"El mar será la gran fuente documental del siglo XXI"

  • El director general de Patrimonio del Ministerio de Cultura confía en que Bolonia se convierta en un icono de la protección de la riqueza arqueológica y paisajística

La segunda edición del Máster en Estudios Hispánicos que imparte la Universidad de Cádiz arrancó ayer con la conferencia inaugural del director general del Instituto de Patrimonio Histórico Español, Álvaro Martínez-Novillo. El representante del Ministerio de Cultura abordó en su exposición el turbulento camino que en el siglo XX han recorrido las instituciones internacionales para proteger el patrimonio material e inmaterial.

Para Martínez-Novillo, la "revolucionaria" Carta de Atenas de 1931 marcó el inició de una nueva forma de concebir el patrimonio artístico y arqueológico. "En su espíritu estuvo muy presente toda la polémica en torno a los mármoles del Partenón que se exhiben en el Museo Británico. En Atenas se declara por primera vez que el patrimonio debe conservarse en el mismo sitio donde fue creado porque el monumento no es algo aislado, sino que también comprende su entorno, incluyendo los conjuntos arqueológicos, a menudo invisibles".

El documento suscrito en Atenas -continuó el ponente- cambió por completo los criterios de restauración al propugnar que, en los casos en que la reconstrucción fuera indispensable, se respetara la obra histórica y artística del pasado, sin menospreciar el estilo de ninguna época y recurriendo, como mucho, a la anastilosis (la técnica de reintegración con piezas originales que se han caído o se están cayendo del monumento).

"Las destrucciones masivas de la II Guerra Mundial y su triste aperitivo en España, China y Etiopía, hicieron aparcar estas teorías porque la pacificación de Europa obligó a reconstruir mucho, sobre todo en ciudades arrasadas como Varsovia", relató.

Así las cosas, no hubo otro avance decisivo hasta la firma en el año 2000 en Florencia del Convenio Europeo del Paisaje, que apostó por la protección activa no sólo del entorno monumental sino también del paisaje, y de la Declaración de París de 2003 sobre el patrimonio cultural inmaterial, "que defiende que lo que antes se llamaba folklore tiene un peso cultural y es seña de identidad".

Martínez-Novillo expresó su preocupación por las dificultades que está teniendo el Ministerio de Cultura para que se ratifique aquí el Convenio Europeo del Paisaje. "Está costando mucho llevarlo a la práctica en España debido a la presión especulativa sobre el litoral. Por el momento, no hemos logrado que ninguna comunidad autónoma declare un solo paisaje cultural", precisó.

De ahí su interés por el programa piloto que el Ministerio de Cultura lleva a cabo en Baelo Claudia para preservar el singular paisaje de la ensenada de Bolonia. "Financiamos y promovemos un programa de conservación y puesta en valor no sólo del conjunto arqueológico sino también de mejora de las condiciones paisajísticas de la zona y de otros elementos de su patrimonio cultural, como las tumbas antropomorfas de Betis o la necrópolis prehistórica de los Algarbes, entre otros", explicó a este medio.

Otra de sus preocupaciones es la situación de unos mares convertidos en paraíso de arqueólogos pero también de piratas contemporáneos.
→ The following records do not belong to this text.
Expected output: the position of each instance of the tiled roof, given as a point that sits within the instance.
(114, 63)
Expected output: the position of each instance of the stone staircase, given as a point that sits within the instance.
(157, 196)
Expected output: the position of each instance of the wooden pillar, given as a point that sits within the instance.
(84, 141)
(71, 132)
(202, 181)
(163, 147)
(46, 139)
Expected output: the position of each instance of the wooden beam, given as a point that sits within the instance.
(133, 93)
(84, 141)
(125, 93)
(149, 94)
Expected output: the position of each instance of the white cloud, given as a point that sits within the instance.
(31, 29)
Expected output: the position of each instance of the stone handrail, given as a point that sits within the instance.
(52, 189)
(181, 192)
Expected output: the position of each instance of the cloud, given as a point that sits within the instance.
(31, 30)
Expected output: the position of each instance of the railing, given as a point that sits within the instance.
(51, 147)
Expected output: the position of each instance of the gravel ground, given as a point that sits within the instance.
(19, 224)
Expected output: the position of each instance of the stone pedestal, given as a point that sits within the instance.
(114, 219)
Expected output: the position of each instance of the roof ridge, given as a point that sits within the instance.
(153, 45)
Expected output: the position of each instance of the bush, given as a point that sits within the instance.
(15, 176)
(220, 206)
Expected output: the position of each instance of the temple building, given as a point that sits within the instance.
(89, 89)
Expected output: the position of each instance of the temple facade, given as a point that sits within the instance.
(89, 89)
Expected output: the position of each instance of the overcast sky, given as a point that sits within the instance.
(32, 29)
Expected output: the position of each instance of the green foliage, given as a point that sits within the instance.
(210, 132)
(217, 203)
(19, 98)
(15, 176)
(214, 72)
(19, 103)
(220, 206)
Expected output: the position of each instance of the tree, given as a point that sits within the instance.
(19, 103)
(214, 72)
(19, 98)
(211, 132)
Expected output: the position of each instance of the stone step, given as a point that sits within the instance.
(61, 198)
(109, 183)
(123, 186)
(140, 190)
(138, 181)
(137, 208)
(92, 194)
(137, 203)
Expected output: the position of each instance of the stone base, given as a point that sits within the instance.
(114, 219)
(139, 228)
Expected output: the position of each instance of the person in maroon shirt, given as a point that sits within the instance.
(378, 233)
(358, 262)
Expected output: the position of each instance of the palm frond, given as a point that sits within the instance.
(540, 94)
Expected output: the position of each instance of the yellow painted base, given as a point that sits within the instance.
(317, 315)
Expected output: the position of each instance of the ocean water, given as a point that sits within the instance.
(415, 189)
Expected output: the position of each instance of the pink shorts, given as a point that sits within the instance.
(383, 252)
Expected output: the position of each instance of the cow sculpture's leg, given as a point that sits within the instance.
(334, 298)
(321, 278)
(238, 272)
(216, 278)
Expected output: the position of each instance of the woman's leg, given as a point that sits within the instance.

De ello sabe mucho este historiador que tanto ha contribuido a la redacción del nuevo Plan Nacional de Patrimonio Subacuático, aprobado en octubre del año pasado. Un documento que, considera, "debe garantizar la protección de las zonas arqueológicas subacuáticas y la lucha contra el expolio y la destrucción de los yacimientos. El mar será la gran fuente documental del siglo XXI y del siguiente porque los barcos, acorazados y portaaviones naufragados nos permiten estudiar y resolver numerosos enigmas del pasado, como ya sucediera con el Titanic".